The Guardian article was written by Judith Duportail, who opened the app 920 times and matched with 870 people, there are people who will have opened the app 10x more than this and matched with 10x more people, does that mean that there will be 8,000 sheets of paper for these people? If we imagine that Tinder, an app limited to the purpose of dating is collecting roughly 0.86 pages of data every time you use the app, how much does Google collect and how many physical pages would that fill? On an average day I would guess I use the site 50 times to fact check, find stories, or just check the weather, if they collected data at the same velocity as Tinder (which is a very conservative estimate), this would represent 301 pages of data every week, or 15,652 pages per year. To put that number in perspective, it would be around 15 copies of War and Peace stacked on top of one another, if it were printed on regular printing paper it would stand over 1.5 metres high. That’s taller than Dolly Parton.
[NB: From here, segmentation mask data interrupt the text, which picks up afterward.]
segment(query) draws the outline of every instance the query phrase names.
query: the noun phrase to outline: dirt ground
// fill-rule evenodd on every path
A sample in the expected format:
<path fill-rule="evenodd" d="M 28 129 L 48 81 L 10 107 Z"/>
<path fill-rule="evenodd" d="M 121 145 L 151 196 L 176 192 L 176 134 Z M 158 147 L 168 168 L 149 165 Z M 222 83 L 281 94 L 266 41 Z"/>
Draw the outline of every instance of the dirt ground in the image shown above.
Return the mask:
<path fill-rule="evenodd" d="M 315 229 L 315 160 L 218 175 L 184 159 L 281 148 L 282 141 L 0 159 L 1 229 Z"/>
This move away from the physical to purely digital has allowed data to proliferate in society because there isn’t a physical reinforcement of what is being shared. It is true for not only information, but equally for money. A study by MIT, for instance, found that people were willing to spend 65% more for a basketball ticket if they were paying for it with a card rather than cash. The fact that you cannot see the money you’re spending on something means you are willing to spend more, its the same with the data being collected online. If we needed to fill out a form by hand with all of the data that’s being collected, nobody in their right mind would do it, but because its quick and invisible people are willing to have their data collected and stored by millions of companies around the world without them realizing.
Data may be being collected in ways that many are not comfortable with, but the benefits of this data collection is clear, which muddies the waters when it comes to right and wrong in the area. We all know that data has allowed things like social media to grow, for huge repositories like Netflix and Amazon to show customers what they would like from the millions of options, and allows Google to offer world beating products for free. It has also made the world safer, allowing authorities to access information about potentially dangerous people and track criminals in ways that was not previously available.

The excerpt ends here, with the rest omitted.